Thursday, July 06, 2006

Rhoda: A Life in Stories by Ellen Gilchrist

Here's why I picked this up: because of my new-found interest in short stories, which has led me to some wonderful discoveries this year. I read one other book by Ellen Gilchrist, years ago, and remember liking it, but then refused to read more of her work because, in addition to my anti-short-story mood, I also was going through a no-Southern- fiction mood (which hasn't entirely gone away).

This book gathers together in one volume every one of Gilchrist's stories about Rhoda Manning. Rhoda appears and reappears in nearly every one of Gilchrist's short story collections, written over a long career; thus Gilchrist has been writing about Rhoda for many years. Interestingly, Rhoda doesn't always seem like the same character from story to story, and Gilchrist gets her details wrong sometimes (did she marry at 19? 20? 21?). Rhoda ages in these stories from about 11 to about 60. The stories set in the South in the 1940's during Rhoda's childhood are the best, and these take up a good two thirds of the book. The remaining stories about Rhoda's self-indulgent adulthood are dull and depressing.
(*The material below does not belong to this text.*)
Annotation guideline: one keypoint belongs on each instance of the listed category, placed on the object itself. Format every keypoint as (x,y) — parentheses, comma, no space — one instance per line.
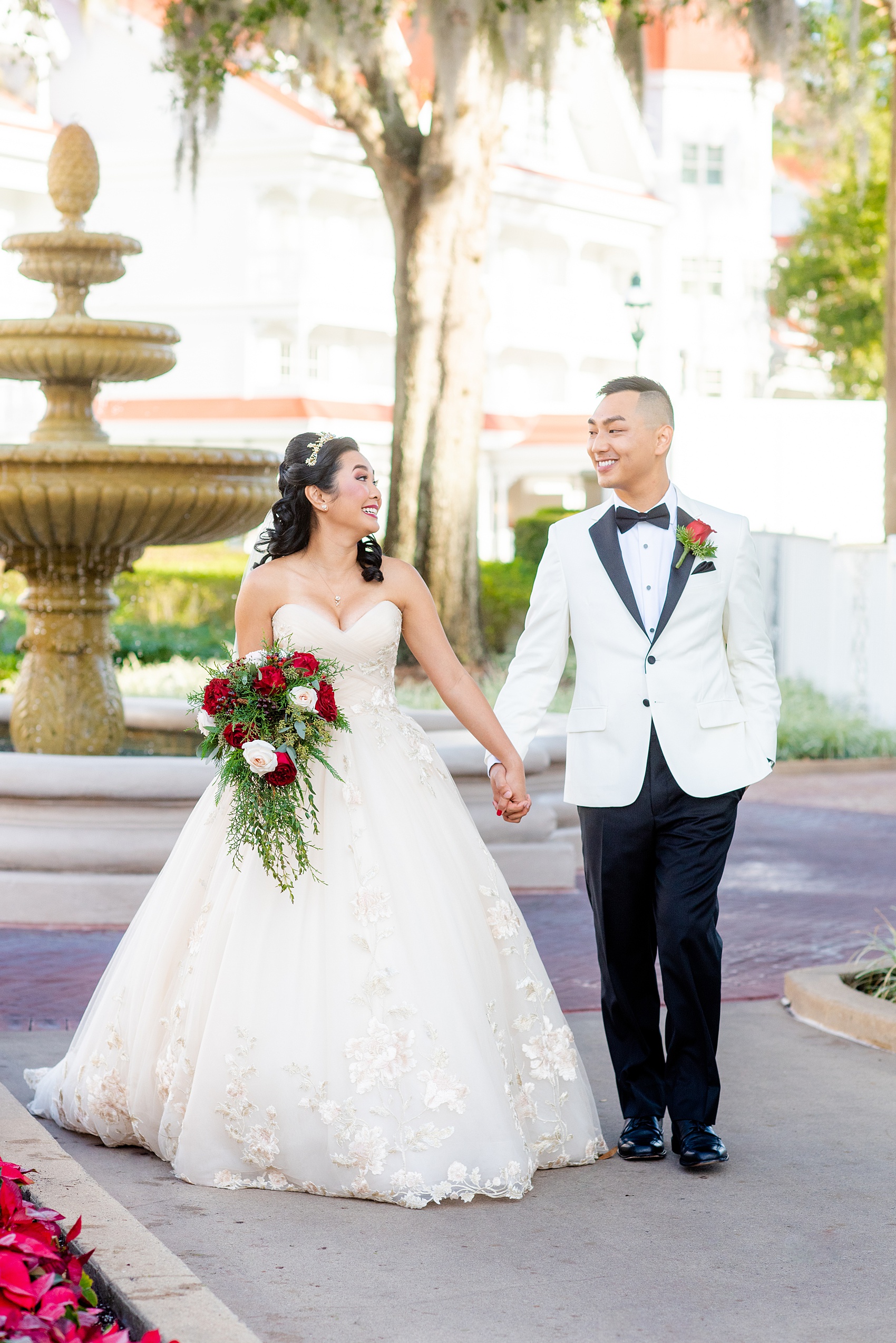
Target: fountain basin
(74,348)
(73,516)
This would have been a better book if Gilchrist had just taken the framework of Rhoda's life that she had already established, and written a cohesive novel around these events. Instead what we get is a story that never really gets going, and a kind of jerky camera view, where we linger for ages on Rhoda's childhood and adolescence, then hurtle ahead fifteen years, then another ten years (for example) with no intervening information. But I do have to say that the first story, Revenge, was really really brilliant.

(Book 29, 2006)

2 comments:

Anonymous said...

if your're into short stories, you may be into new novel, Waking up at Broomie's, by gary nelson. the story is told through connected shorts - delivered through the interactions of four main characters. i've heard it described as great "guy lit," whatever that means... makes for an excellent summer read.

Anonymous said...

Come to Me, by Amy Bloom, made me like short stories. I loved it.